Arctic sea ice could hit maximum extent ‘much earlier’ than usual | Sea ice

Un événement de chaleur extrême dans l’Arctique pourrait l’amener à atteindre le maximum de l’étendue de sa glace pour cette année “considérablement plus tôt” que d’habitude, a averti un scientifique.

Des records de température ont été battus en Norvège la semaine dernière, avec pluie tombante à l’aéroport de Svalbard, et des températures exceptionnellement chaudes enregistrées dans Groenland et l’archipel russe de Terre François-Joseph.

Certaines stations auraient atteint 30 ° C de plus que d’habitude pour l’hiver arctique. La situation a trouvé un écho au pôle sud, avec la station Concordia, sur le plateau antarctique, atteignant un record de -11,8°C vendredi, plus de 40°C plus chaud que d’habitude pour cette période de l’année.

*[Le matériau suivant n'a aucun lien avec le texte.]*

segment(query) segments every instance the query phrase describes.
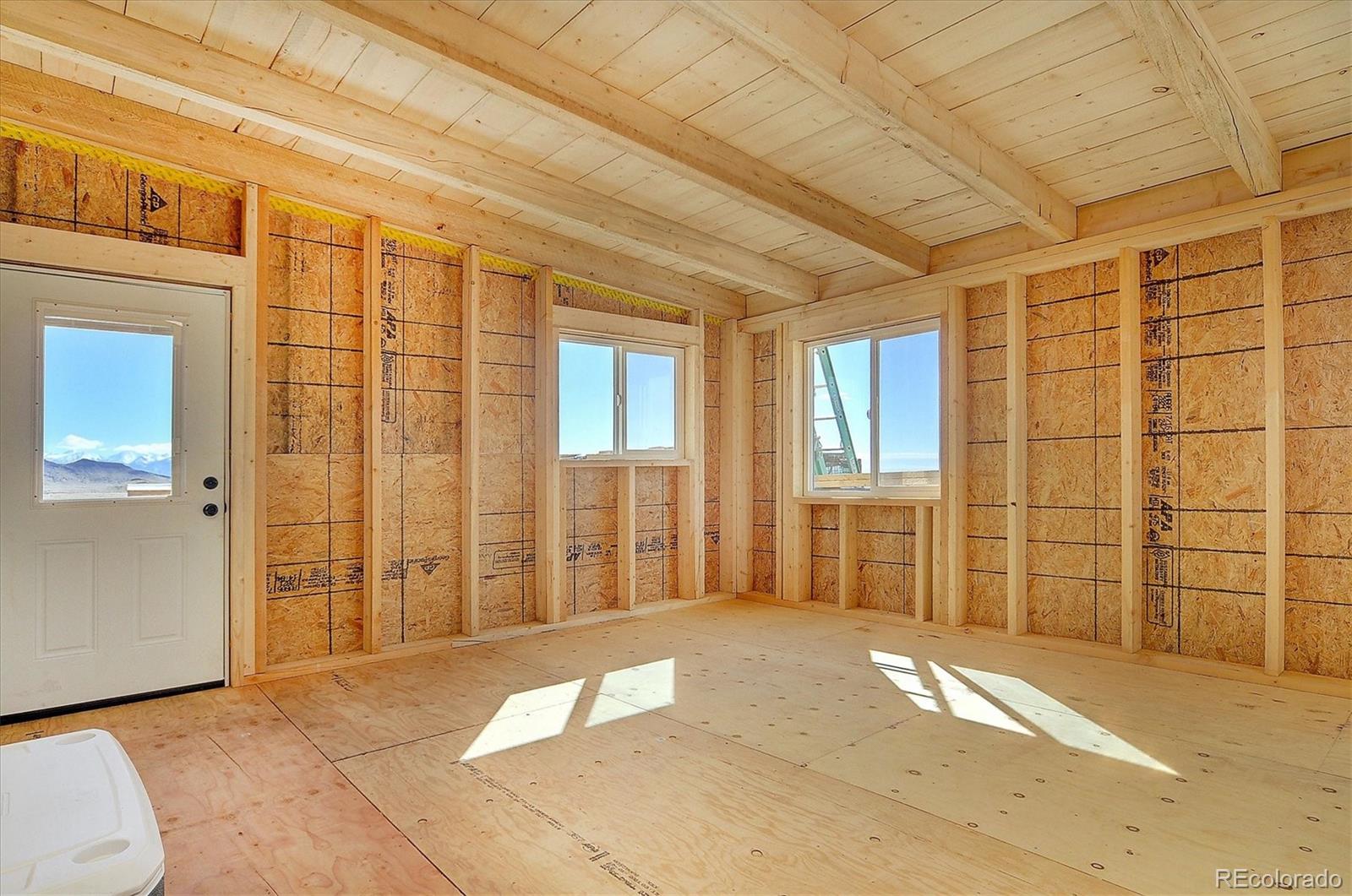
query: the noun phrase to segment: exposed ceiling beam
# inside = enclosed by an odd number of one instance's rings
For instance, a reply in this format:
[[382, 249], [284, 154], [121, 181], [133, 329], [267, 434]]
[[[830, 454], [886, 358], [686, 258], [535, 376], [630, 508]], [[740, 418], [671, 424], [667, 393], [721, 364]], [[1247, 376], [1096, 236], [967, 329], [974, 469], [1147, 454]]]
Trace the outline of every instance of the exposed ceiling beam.
[[1282, 189], [1282, 153], [1191, 0], [1109, 4], [1255, 196]]
[[1075, 205], [802, 0], [683, 0], [741, 43], [1056, 242]]
[[0, 30], [45, 53], [456, 189], [566, 219], [598, 237], [698, 264], [791, 301], [817, 297], [817, 277], [792, 265], [85, 0], [5, 0]]
[[0, 115], [714, 315], [745, 315], [745, 296], [731, 289], [9, 62], [0, 62]]
[[929, 247], [918, 239], [454, 7], [419, 0], [293, 5], [806, 232], [848, 243], [892, 270], [927, 272]]

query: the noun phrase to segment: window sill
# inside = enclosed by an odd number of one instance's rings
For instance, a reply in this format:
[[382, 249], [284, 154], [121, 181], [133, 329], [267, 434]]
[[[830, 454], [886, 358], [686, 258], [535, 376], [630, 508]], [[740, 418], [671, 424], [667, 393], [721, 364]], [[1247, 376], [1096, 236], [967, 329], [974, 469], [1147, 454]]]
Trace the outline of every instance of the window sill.
[[561, 457], [564, 466], [690, 466], [683, 457]]

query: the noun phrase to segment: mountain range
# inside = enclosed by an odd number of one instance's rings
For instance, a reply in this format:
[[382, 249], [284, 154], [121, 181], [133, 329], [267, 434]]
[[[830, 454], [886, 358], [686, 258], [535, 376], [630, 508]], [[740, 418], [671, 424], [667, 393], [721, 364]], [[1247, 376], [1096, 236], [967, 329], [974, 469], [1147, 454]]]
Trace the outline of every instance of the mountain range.
[[62, 492], [82, 491], [89, 487], [122, 487], [127, 482], [164, 482], [168, 485], [170, 481], [169, 476], [161, 473], [142, 470], [126, 464], [95, 461], [88, 457], [70, 461], [69, 464], [43, 461], [42, 478], [49, 487], [58, 487], [58, 491]]

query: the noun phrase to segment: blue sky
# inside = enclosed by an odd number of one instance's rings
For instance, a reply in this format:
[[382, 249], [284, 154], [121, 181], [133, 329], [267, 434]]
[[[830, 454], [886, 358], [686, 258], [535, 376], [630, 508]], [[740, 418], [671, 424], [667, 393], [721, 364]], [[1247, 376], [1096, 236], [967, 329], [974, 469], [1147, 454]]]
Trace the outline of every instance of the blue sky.
[[[868, 437], [869, 343], [859, 339], [830, 346], [831, 365], [845, 405], [854, 453], [863, 470], [872, 469]], [[938, 469], [938, 332], [918, 332], [879, 343], [879, 446], [880, 470]], [[821, 364], [814, 376], [822, 382]], [[830, 416], [826, 389], [817, 391], [814, 418]], [[817, 423], [823, 447], [840, 447], [833, 420]]]
[[173, 337], [47, 326], [43, 457], [169, 457]]
[[[860, 339], [837, 343], [830, 350], [854, 451], [868, 470], [872, 465], [868, 438], [869, 343]], [[564, 455], [596, 454], [611, 447], [612, 351], [610, 346], [560, 342], [558, 445]], [[665, 357], [630, 353], [631, 445], [671, 445], [675, 438], [668, 411], [675, 388], [671, 365]], [[817, 370], [819, 378], [819, 366]], [[879, 378], [882, 470], [938, 469], [938, 332], [884, 339], [879, 345]], [[639, 400], [644, 382], [658, 389], [657, 401], [644, 404]], [[830, 415], [825, 389], [817, 392], [817, 403], [813, 416]], [[833, 422], [819, 423], [818, 431], [825, 446], [840, 446]]]
[[[612, 450], [614, 351], [585, 342], [558, 343], [558, 453], [565, 457]], [[630, 351], [627, 374], [629, 446], [672, 447], [675, 358]]]

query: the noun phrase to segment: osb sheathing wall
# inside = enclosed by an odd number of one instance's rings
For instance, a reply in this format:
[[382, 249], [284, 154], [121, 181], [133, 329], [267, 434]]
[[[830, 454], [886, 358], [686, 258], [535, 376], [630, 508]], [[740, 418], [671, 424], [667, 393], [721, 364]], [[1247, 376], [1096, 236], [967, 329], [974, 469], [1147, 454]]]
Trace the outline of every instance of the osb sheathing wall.
[[1261, 265], [1257, 230], [1141, 254], [1146, 649], [1263, 664]]
[[269, 665], [362, 646], [362, 239], [269, 216]]
[[763, 595], [773, 595], [776, 588], [777, 369], [775, 334], [757, 332], [752, 341], [752, 591]]
[[635, 604], [679, 596], [677, 496], [675, 466], [639, 466], [634, 470]]
[[0, 220], [238, 255], [241, 207], [239, 195], [0, 138]]
[[1028, 630], [1034, 634], [1122, 642], [1117, 297], [1115, 261], [1028, 278]]
[[565, 466], [564, 615], [619, 607], [619, 470]]
[[479, 614], [496, 628], [535, 620], [535, 289], [481, 281]]
[[380, 241], [380, 627], [385, 646], [461, 630], [458, 258]]
[[967, 622], [1000, 628], [1009, 566], [1005, 295], [1003, 282], [967, 291]]
[[841, 597], [841, 508], [837, 504], [813, 504], [813, 600], [827, 604]]
[[1352, 677], [1352, 212], [1282, 226], [1286, 668]]
[[722, 358], [723, 330], [708, 316], [704, 324], [704, 591], [719, 588], [719, 550], [722, 542]]
[[864, 609], [915, 612], [915, 508], [854, 508], [856, 596]]

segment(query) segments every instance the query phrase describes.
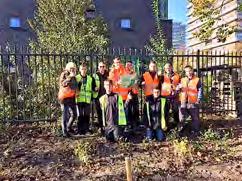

“Il est inhabituel que des écarts aussi importants par rapport à la moyenne se produisent en même temps aux deux pôles, et dans l’Arctique, cela peut avoir conduit à l’étendue maximale de la glace de mer atteinte considérablement plus tôt que la moyenne”, a déclaré le professeur Julienne Stroeve, professeur d’observation polaire. et la modélisation à l’University College London (UCL).

L’étendue de la banquise arctique se situait bien en dessous de la médiane de 1981 à 2010, selon les données publiées par le US National Snow and Ice Data Center. Le 21 mars, il s’étend sur 14,5 millions de kilomètres carrés (5,6 millions de miles carrés) par rapport à une moyenne historique de 15,5 millions de kilomètres carrés.

Le graphique du NSIDC a montré que les niveaux étaient également inférieurs à ceux observés en 2012, lorsque la banquise arctique a atteint son étendue la plus basse jamais enregistrée. Cependant, l’étendue des glaces était supérieure à celle observée à cette période de l’année en 2015, 2016, 2017 et 2018, et globalement conforme aux niveaux de 2019 et 2021. Des étendues similaires ont également été observées en 2005, 2006, 2007 et 2011.

Stroeve s’est montré prudent quant à l’attribution des épisodes de chaleur extrême à la crise climatique. “Bien que nous puissions nous attendre à ce que de tels réchauffements extrêmes se produisent plus fréquemment avec le changement climatique, il est trop tôt pour dire que cet événement particulier est lié au changement climatique”, a-t-elle déclaré. « La météo est toujours imprévisible. Et il est important de se rappeler que les températures de l’air, bien que plus chaudes que la moyenne, restent en dessous de zéro. »

Le Dr Lisa Schipper, coordinatrice du chapitre principal du sixième rapport d’évaluation du GIEC et chercheuse environnementale d’Oxford, a déclaré : « Le rapport du GIEC sur les impacts, l’adaptation et la vulnérabilité publié en février souligne que la fenêtre d’opportunité pour agir sur le climat se referme rapidement. .

“Si ces températures extrêmes ne réveillent pas les gens sur cette urgence, en même temps que la guerre menace d’encourager l’extraction et l’utilisation de combustibles fossiles, je ne sais pas ce qui le fera.”